Prerequisites (MIT Kerberos)
Before you can use Kerberos with IBM® Spectrum Symphony, your environment must meet certain prerequisites.
Operating system support
Operating system | Host |
---|---|
Linux or Linux for POWER® | All supported version of Linux or Linux for POWER 64-bit management, compute, and client hosts (see Linux support). |
Windows | Windows Server 2012 R2 64-bit client hosts (see Windows support). |
Environment requirements
To use Kerberos with IBM Spectrum Symphony, you must install and configure Kerberos on all the hosts in your cluster.

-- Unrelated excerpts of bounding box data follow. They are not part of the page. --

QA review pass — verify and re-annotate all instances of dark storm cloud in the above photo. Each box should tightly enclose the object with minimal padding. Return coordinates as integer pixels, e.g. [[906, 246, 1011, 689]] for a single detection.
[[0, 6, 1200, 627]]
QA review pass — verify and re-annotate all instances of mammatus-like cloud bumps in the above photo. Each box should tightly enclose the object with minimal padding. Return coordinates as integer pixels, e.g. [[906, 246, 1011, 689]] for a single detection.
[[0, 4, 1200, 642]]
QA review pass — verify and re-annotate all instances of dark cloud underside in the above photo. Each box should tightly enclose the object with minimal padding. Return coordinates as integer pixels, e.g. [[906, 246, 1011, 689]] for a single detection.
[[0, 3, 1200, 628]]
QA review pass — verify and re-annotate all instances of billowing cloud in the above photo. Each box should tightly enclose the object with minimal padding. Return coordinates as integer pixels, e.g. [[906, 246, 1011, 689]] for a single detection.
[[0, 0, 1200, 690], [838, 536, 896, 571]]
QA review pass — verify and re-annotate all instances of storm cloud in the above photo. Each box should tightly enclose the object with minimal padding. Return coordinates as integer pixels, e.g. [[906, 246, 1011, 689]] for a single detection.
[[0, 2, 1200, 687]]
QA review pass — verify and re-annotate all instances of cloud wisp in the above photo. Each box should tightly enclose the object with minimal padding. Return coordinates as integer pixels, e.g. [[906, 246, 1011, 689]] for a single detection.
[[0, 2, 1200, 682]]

IBM Spectrum Symphony supports MIT Kerberos 5 release 1.10.4, 1.16, or 1.18. Note that release 1.1.8 is supported for Linux only, not for Linux for POWER. Additionally, before using the Kerberos security plug-in, if you use version 1.18 on a host in the cluster, back up the original $EGO_LIBDIR/sec_ego_gsskrb.so binary file on the host, and then rename the 1.18 binary from $EGO_LIBDIR/sec_ego_gsskrb.so.1.18.3 to $EGO_LIBDIR/sec_ego_gsskrb.so on the host.

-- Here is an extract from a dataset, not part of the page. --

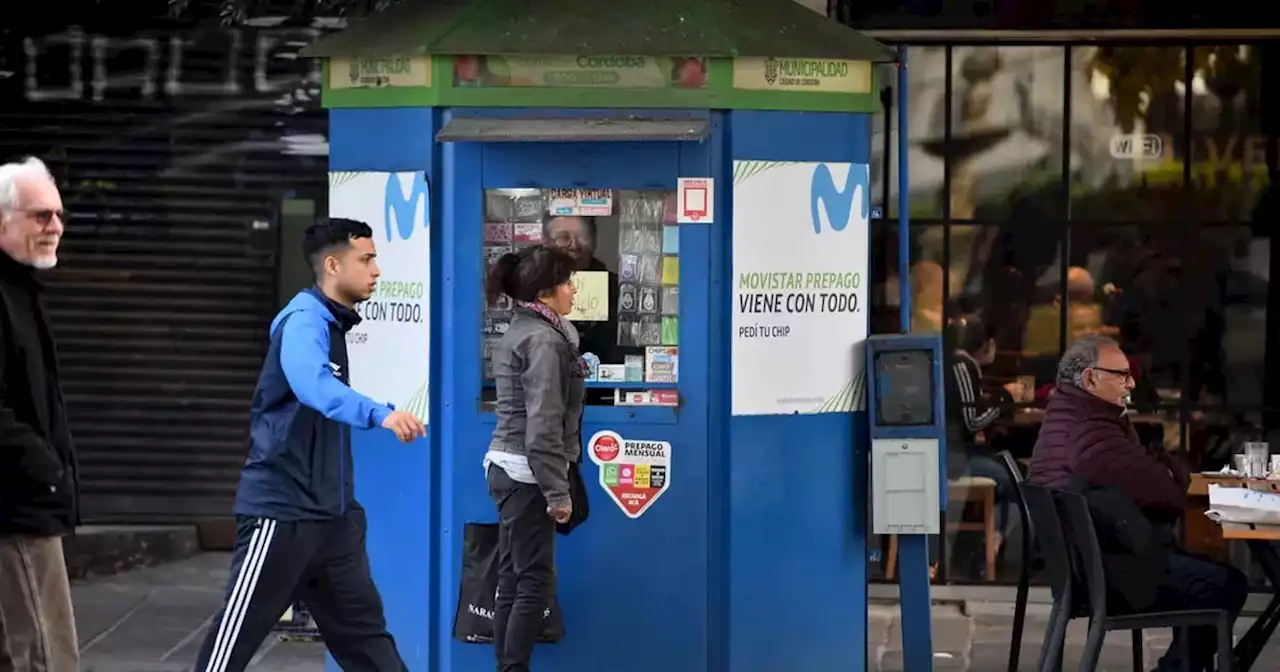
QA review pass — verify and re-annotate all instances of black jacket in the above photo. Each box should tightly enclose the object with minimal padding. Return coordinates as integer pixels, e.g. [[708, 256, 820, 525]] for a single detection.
[[0, 253, 79, 535], [946, 351, 1014, 479], [1066, 475, 1176, 613]]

- The Kerberos Key Distribution Center (KDC) must be set up on a server to issue Kerberos tickets.
- The Kerberos client must be installed on all management (primary and primary-candidate) and compute hosts in your cluster.
- IBM Spectrum Symphony must be installed and entitled on all your Kerberos hosts.

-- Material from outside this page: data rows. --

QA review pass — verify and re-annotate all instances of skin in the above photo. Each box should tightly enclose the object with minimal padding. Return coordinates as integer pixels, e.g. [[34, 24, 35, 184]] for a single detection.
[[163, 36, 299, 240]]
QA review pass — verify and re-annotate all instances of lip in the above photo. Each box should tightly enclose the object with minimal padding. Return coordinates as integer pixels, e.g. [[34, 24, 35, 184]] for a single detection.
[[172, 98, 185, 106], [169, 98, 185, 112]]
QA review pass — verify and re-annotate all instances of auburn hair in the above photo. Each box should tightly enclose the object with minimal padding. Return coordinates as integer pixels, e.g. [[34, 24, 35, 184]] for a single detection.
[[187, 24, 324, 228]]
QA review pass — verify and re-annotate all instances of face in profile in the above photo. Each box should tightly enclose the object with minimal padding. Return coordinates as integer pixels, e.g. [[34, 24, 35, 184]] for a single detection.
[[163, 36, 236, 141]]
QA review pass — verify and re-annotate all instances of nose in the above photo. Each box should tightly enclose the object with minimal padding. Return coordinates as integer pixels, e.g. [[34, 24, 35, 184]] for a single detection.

- All Linux hosts in your cluster (management, compute, and client hosts) must be joined to a single MIT KDC. The KDC must be the MIT implementation of Kerberos 5 release 1.10.4, 1.16, or 1.18. With this setup, you can use a client principal (which is added to MIT Kerberos) on Linux hosts to authenticate to a Linux service (which holds the service principal).
- All Windows client hosts must be joined to a single Microsoft Active Directory (AD) domain. Ensure
that the following steps are complete for your setup:
- Join each Windows client host to one AD domain.
- Establish trust between the between the AD domain and the MIT Kerberos domain.
- Add the MIT KDC domain to each Windows client host. To
do this, you can use the Ksetup command (for example, ksetup /addkdc
$MIT_REALM_NAME $KDC_HOST_NAME).Note: When adding the cross-realm KRBTGT account principal to the KDC, ensure that the AD domain name is specified in upper case in the MIT Kerberos KDC.
- Ensure that the clock settings on the Windows host, the AD server, and the MIT KDC are identical.
With this setup, you can take the following steps on Windows client hosts:
- Use an AD user to authenticate against a Linux service. To achieve this, ensure that the trust between the AD and the KDC is set up so as to get the TGT for an AD user from AD and use the TGT to request the TGS for a service principal from the KDC.
- Use a client principal (which is added to MIT Kerberos) to authenticate against a Linux service.